By 1886, she had to work to help them make ends meet. At first, she looked for work in Sweden, but eventually immigrated to the United States in 1888, where she studied nursing at Roosevelt Hospital in New York City. While there, she did home nursing, which brought her into contact with the Catholic faith of many of the poor for whom she cared. In 1896, Elizabeth decided to leave hospital work for private duty nursing. She became a nurse and companion to two teenage daughters of wealthy Catholics, the Cisneros family.

She developed an interest in the Catholic Church while deep prayer and personal study led her down the path of conversion and on 15 August 1902, the Feast of the Assumption, she received conditional baptism from a Jesuit priest, Johann Georg Hagen, in the chapel of the Georgetown Visitation Monastery in Washington, D.C. Hagen also became her spiritual director. As Elisabeth Hasselblad reflected on that moment, she wrote: "In an instant the love of God was poured over me. I understood that I could respond to that love only through sacrifice and a love prepared to suffer for His glory and for the Church. Without hesitation I offered Him my life, and my will to follow Him on the Way of the Cross". Two days later, she received her First Communion and would depart for Europe.

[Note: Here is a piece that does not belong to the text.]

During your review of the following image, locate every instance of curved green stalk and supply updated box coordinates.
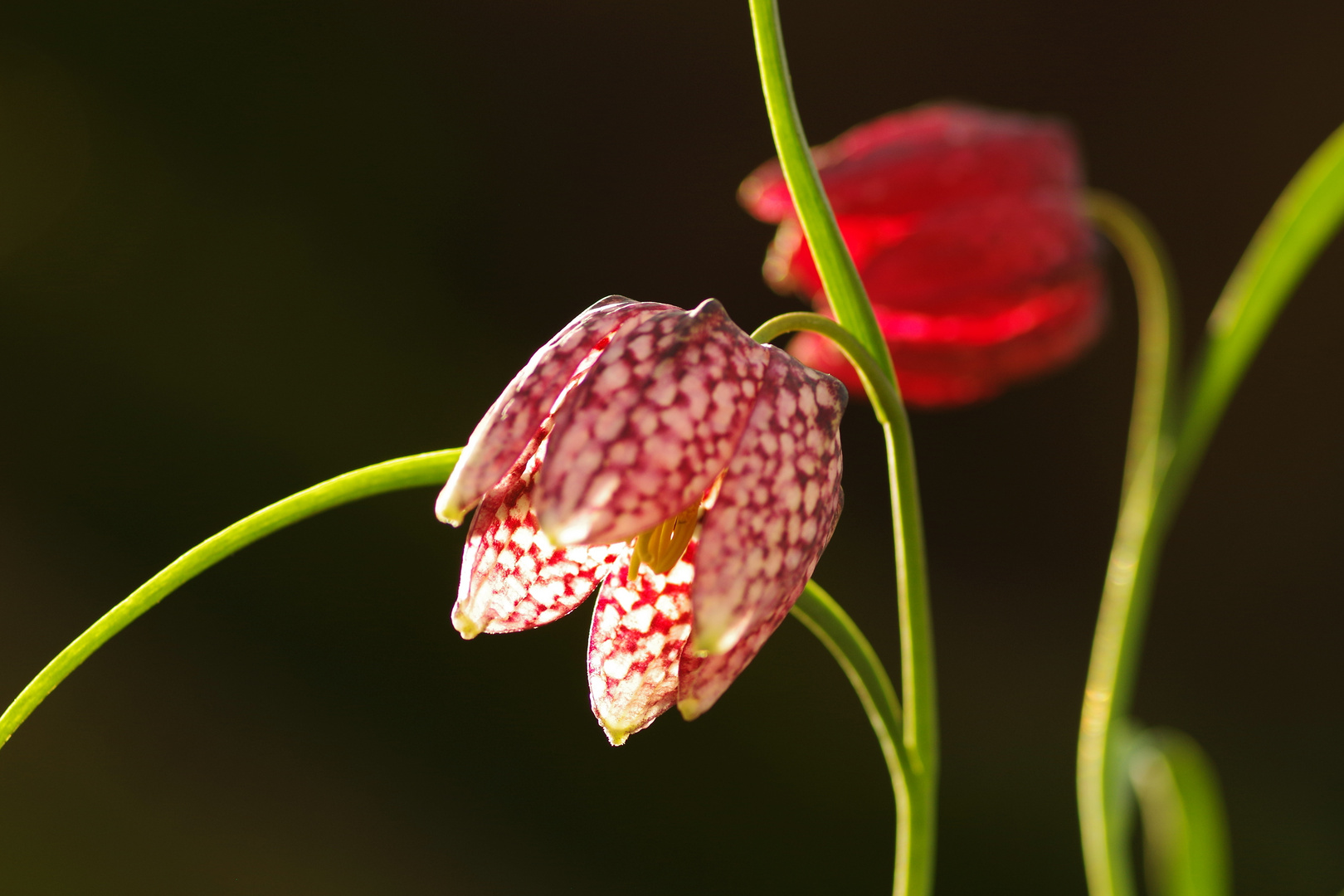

Hesselblad approached Hagen and asked that she be received into the Church at once, to which Hagen said he did not think she was prepared. However, after questioning her at length and after significant consideration, he saw no reason not to receive her into the Church. It was in that same year that her brother, Thur, also converted to Catholicism.

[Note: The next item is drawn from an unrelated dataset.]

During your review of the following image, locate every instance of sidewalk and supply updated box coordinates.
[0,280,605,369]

===Religious experiences===
Hesselblad then made a pilgrimage to Rome, where she received the sacrament of Confirmation. She also visited the house of Bridget of Sweden there, where Bridget had spent the last half of her life, which made a deep impression on her. At that point, Hasselblad felt called to dedicate her life to the work of Christian unity. She returned to New York City briefly, only to go back to Rome, where, on 25 March 1904, she was welcomed as a guest by the nuns of the Carmelite monastery housed there; the prioress welcomed her after hesitating to accept her due to her weak health. However, she allowed Hasselblad on the condition of a period of probation. Yet it was at this point she fell gravely ill and even had to receive the Extreme Unction. She slowly recovered and held out against her family's pleas to return to Sweden.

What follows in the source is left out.